22 of 24 people found the following review helpful
5.0 out of 5 stars Resurrection of the KGB, 20 May 2007
This review is from: Blowing Up Russia (Hardcover)
Litvinenko wanted to publish this book, but no one in the West wanted to listen--except that is the Russian secret service who confiscated 4000 copies smuggled from Latvia printing presses into Moscow. And no wonder. This book focuses on how elements of the old Soviet regime sought to steer Russia away from the liberal reforms since the fall of the old USSR. The multiple apartment bombings which ripped across the country in 1999, killing hundreds, were more than suspicious. The 'terrorists' were condemned and the tragedies quickly used as an excuse to drag Russia into a second wretched war with Chechnya which continues to this day. The book's spotlight on the attempted bombing in Ryazan leaves little doubt as to who the enemy really was...

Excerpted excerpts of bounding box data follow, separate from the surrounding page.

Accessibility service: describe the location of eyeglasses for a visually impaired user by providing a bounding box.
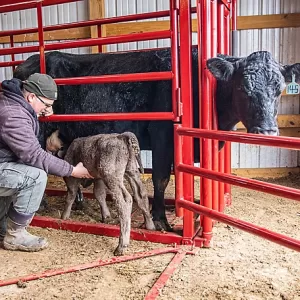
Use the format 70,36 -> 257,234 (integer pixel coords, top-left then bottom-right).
35,95 -> 53,108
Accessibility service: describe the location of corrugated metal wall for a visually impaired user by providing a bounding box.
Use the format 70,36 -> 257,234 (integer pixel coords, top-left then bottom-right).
0,0 -> 300,168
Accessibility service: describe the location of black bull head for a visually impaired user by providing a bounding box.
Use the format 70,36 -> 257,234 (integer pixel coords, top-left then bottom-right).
207,51 -> 300,135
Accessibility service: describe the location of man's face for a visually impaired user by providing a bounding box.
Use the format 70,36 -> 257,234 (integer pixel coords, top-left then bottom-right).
27,93 -> 54,117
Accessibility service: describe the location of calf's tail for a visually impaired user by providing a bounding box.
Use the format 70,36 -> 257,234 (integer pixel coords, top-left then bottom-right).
123,132 -> 144,174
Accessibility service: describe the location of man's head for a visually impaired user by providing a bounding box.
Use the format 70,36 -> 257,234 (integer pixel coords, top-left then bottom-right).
23,73 -> 57,116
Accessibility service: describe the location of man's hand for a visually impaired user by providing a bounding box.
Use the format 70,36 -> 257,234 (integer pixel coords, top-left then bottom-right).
71,162 -> 94,179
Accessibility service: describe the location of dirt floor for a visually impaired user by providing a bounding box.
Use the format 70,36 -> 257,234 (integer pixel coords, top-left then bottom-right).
0,175 -> 300,300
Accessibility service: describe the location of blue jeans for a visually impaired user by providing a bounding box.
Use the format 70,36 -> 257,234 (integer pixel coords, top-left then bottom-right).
0,162 -> 47,221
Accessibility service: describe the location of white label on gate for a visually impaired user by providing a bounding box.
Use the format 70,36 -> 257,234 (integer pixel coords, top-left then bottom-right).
286,74 -> 300,95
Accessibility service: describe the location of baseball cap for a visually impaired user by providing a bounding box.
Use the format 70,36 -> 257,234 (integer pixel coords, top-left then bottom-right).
23,73 -> 57,100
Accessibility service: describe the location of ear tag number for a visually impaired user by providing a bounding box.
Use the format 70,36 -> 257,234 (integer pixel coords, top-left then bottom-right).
286,74 -> 300,95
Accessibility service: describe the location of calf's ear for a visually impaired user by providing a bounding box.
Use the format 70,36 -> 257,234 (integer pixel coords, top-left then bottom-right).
281,63 -> 300,82
206,57 -> 235,81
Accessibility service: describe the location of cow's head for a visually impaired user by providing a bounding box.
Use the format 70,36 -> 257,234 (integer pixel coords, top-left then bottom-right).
46,130 -> 66,158
207,51 -> 300,135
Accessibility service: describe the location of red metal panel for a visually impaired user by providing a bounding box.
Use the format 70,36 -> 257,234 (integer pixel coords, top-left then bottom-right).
0,46 -> 39,55
44,30 -> 171,53
55,72 -> 173,85
0,0 -> 41,13
210,0 -> 219,210
39,112 -> 175,122
178,200 -> 300,251
174,124 -> 183,217
179,0 -> 194,243
224,1 -> 231,205
36,2 -> 46,73
0,10 -> 169,37
178,164 -> 300,201
177,127 -> 300,149
0,248 -> 178,287
217,1 -> 225,212
170,0 -> 180,121
197,0 -> 212,247
30,216 -> 203,247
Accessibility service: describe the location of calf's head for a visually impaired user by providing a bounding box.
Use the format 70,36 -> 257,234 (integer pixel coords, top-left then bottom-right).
207,51 -> 300,135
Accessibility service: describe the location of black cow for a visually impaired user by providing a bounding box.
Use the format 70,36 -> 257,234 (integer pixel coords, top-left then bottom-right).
14,49 -> 300,230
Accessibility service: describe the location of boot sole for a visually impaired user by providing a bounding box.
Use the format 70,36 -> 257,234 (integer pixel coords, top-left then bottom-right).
3,242 -> 48,252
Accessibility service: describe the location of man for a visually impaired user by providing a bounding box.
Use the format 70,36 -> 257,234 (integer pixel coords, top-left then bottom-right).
0,73 -> 92,251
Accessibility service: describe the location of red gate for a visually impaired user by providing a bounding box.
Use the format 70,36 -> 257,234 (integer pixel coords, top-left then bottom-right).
0,0 -> 300,284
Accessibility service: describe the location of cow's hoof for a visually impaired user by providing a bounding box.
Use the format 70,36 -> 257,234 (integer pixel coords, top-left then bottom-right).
114,246 -> 126,256
102,216 -> 113,224
154,220 -> 173,232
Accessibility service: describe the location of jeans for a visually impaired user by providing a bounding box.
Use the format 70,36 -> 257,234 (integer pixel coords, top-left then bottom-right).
0,162 -> 47,216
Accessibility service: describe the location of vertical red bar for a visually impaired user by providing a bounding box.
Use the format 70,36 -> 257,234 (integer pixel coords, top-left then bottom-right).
97,24 -> 103,53
170,0 -> 181,121
197,0 -> 212,247
217,1 -> 227,212
211,0 -> 219,211
224,5 -> 231,205
179,0 -> 194,244
36,2 -> 46,73
174,124 -> 184,217
170,0 -> 183,217
9,35 -> 16,71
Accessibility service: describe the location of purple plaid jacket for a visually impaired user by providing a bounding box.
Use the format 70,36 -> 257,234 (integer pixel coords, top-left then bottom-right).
0,79 -> 73,177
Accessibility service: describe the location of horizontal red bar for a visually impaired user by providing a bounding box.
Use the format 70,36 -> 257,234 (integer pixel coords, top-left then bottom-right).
55,72 -> 173,85
177,199 -> 300,251
177,164 -> 300,201
30,216 -> 188,245
39,112 -> 175,122
0,46 -> 39,55
45,30 -> 171,54
0,247 -> 179,287
177,127 -> 300,149
0,0 -> 42,13
0,60 -> 24,68
144,252 -> 186,300
0,0 -> 81,11
0,10 -> 170,37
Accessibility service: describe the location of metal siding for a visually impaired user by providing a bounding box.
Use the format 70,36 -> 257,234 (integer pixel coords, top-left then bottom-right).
0,0 -> 300,168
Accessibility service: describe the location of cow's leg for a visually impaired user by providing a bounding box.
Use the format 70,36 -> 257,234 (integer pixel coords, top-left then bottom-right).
105,178 -> 132,256
94,179 -> 110,223
125,170 -> 155,230
73,187 -> 84,210
149,122 -> 174,231
61,177 -> 80,220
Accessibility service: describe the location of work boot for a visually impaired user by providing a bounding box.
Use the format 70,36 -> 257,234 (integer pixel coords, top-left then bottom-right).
0,216 -> 6,248
3,208 -> 48,252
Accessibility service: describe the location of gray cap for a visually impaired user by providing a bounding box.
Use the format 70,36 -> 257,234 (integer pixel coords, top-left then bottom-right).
23,73 -> 57,100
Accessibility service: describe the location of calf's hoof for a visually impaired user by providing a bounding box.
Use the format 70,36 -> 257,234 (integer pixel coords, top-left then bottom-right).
114,246 -> 127,256
154,219 -> 173,232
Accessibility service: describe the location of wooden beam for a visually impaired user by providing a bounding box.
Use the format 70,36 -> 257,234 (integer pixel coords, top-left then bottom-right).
237,13 -> 300,30
89,0 -> 106,53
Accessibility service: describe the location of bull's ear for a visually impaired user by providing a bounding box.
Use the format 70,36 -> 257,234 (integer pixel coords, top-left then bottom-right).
206,57 -> 234,81
281,63 -> 300,82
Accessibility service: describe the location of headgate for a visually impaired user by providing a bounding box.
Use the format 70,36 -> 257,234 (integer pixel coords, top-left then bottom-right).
0,0 -> 300,299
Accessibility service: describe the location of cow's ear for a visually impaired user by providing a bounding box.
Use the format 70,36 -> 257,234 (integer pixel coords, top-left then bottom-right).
281,63 -> 300,82
206,57 -> 235,81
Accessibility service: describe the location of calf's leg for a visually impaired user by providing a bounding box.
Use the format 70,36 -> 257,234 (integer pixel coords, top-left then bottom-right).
61,177 -> 80,220
94,179 -> 110,223
105,177 -> 132,256
125,170 -> 155,230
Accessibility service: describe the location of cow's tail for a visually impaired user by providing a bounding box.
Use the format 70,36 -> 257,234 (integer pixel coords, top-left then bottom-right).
123,132 -> 144,174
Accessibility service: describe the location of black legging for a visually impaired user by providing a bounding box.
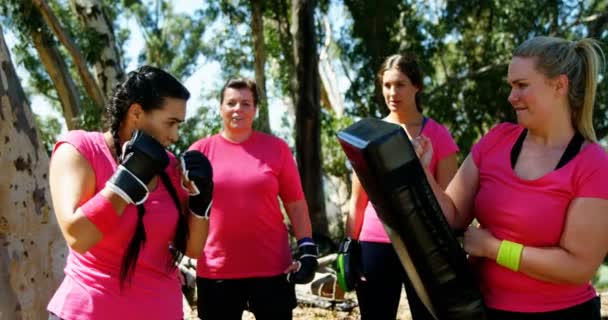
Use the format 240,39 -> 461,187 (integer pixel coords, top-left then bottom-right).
488,297 -> 602,320
356,241 -> 434,320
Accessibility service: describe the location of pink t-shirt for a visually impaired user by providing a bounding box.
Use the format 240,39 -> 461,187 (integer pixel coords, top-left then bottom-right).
47,130 -> 185,320
472,123 -> 608,312
359,118 -> 458,243
190,131 -> 304,279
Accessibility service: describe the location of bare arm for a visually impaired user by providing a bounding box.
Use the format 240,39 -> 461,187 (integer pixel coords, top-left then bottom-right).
346,172 -> 369,239
465,198 -> 608,284
414,136 -> 479,229
285,199 -> 312,240
185,214 -> 213,259
49,143 -> 127,253
436,153 -> 458,190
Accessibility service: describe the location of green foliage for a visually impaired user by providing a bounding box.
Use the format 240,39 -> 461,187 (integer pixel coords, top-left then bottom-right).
339,0 -> 608,156
321,109 -> 354,190
123,0 -> 215,79
34,114 -> 61,156
169,106 -> 223,155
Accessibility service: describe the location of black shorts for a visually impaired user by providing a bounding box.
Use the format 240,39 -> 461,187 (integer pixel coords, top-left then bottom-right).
196,274 -> 296,320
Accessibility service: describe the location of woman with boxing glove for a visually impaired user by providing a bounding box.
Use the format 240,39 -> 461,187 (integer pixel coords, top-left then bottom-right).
48,66 -> 212,319
190,78 -> 317,320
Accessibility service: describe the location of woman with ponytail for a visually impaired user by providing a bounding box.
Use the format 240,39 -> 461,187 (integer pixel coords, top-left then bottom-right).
417,37 -> 608,320
48,66 -> 212,320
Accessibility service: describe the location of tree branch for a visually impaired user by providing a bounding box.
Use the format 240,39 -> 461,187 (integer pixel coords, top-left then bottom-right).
33,0 -> 105,109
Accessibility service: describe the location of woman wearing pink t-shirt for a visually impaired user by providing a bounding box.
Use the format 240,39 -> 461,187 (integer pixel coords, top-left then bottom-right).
48,66 -> 213,320
346,54 -> 458,320
416,37 -> 608,320
190,78 -> 317,320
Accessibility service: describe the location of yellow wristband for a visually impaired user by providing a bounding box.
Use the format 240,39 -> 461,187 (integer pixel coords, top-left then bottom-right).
496,240 -> 524,271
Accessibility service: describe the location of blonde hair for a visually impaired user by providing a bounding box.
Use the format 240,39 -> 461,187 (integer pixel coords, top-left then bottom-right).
513,37 -> 605,141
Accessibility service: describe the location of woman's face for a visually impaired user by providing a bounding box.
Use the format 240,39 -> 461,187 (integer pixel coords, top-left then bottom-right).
507,57 -> 559,127
382,68 -> 420,112
220,88 -> 256,132
136,97 -> 186,147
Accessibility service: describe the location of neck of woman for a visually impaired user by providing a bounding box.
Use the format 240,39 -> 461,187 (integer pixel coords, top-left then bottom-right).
386,108 -> 423,127
221,128 -> 253,143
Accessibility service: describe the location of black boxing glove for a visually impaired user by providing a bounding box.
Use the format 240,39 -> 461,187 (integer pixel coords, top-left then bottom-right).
106,130 -> 169,205
181,150 -> 213,219
287,237 -> 319,284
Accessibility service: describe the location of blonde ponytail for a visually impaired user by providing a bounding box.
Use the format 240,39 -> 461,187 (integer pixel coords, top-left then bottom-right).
513,37 -> 604,141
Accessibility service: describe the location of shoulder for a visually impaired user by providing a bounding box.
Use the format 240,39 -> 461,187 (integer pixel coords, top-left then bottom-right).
254,131 -> 290,150
188,134 -> 219,153
580,143 -> 608,172
475,122 -> 524,147
574,143 -> 608,199
53,130 -> 105,160
471,122 -> 524,167
423,118 -> 453,141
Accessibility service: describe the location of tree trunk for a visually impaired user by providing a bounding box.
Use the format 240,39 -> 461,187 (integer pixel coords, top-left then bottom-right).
32,0 -> 105,110
70,0 -> 125,97
292,0 -> 329,237
250,0 -> 271,133
0,27 -> 67,319
319,16 -> 344,117
30,30 -> 82,130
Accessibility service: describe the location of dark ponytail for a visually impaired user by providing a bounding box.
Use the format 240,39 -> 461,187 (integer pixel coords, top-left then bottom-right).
106,66 -> 190,287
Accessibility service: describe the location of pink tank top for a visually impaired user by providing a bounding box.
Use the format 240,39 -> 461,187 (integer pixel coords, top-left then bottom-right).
359,118 -> 458,243
47,131 -> 185,320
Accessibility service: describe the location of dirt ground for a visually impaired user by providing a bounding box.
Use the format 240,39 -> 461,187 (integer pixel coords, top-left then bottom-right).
184,290 -> 608,320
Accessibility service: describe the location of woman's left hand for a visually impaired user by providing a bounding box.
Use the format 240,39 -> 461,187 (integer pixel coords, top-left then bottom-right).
463,226 -> 500,260
283,261 -> 300,274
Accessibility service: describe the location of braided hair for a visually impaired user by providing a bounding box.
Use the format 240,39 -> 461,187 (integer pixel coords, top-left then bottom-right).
106,66 -> 190,287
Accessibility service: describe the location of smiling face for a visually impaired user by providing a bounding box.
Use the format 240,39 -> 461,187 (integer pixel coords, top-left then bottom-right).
507,57 -> 559,128
134,97 -> 186,147
220,88 -> 256,133
382,68 -> 419,112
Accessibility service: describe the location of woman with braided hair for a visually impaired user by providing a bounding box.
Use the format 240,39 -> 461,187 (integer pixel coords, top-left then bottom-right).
48,66 -> 213,319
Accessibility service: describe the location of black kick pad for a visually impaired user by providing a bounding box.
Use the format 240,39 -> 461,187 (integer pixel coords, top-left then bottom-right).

The book's translation from Russian into English is superb, but the sheer volume of facts and information combined with the never-ending plethora of Russian names makes for a challenging read if you are up to it. The book however is an excellent primer into the Russian mindset of corruption, coercion, and intimidation, and should be studied and kept as a grim reminder of what is possible when criminal elements in the state pursue their own political agendas - and how far they will go when the ends justifies the means in the political game of hardball.

Although the book is a study in extremism, there are still some associations to be made on a lesser level. Propaganda, intimidation, and internal investigations which never seem to come to fruition are just a few that come to mind. Despite the collapse of the USSR, Vladamir Putin, has placed many of his former KGB colleagues in positions of authority alongside him.

As Russians celebrate their "freedom" with the shutdown of the independent press, and genocide committed in Chechnya on a daily basis, I have little doubt that the people of Russia are told they are "winning" the war on terror. When the next 9/11 or Madrid like bombings occur, one where all the "evidence" appears overwhelming and points in only one direction, and yet the enemy, elusive as ever and always just out of arms reach, is never caught or convicted, perhaps you will think to read this book.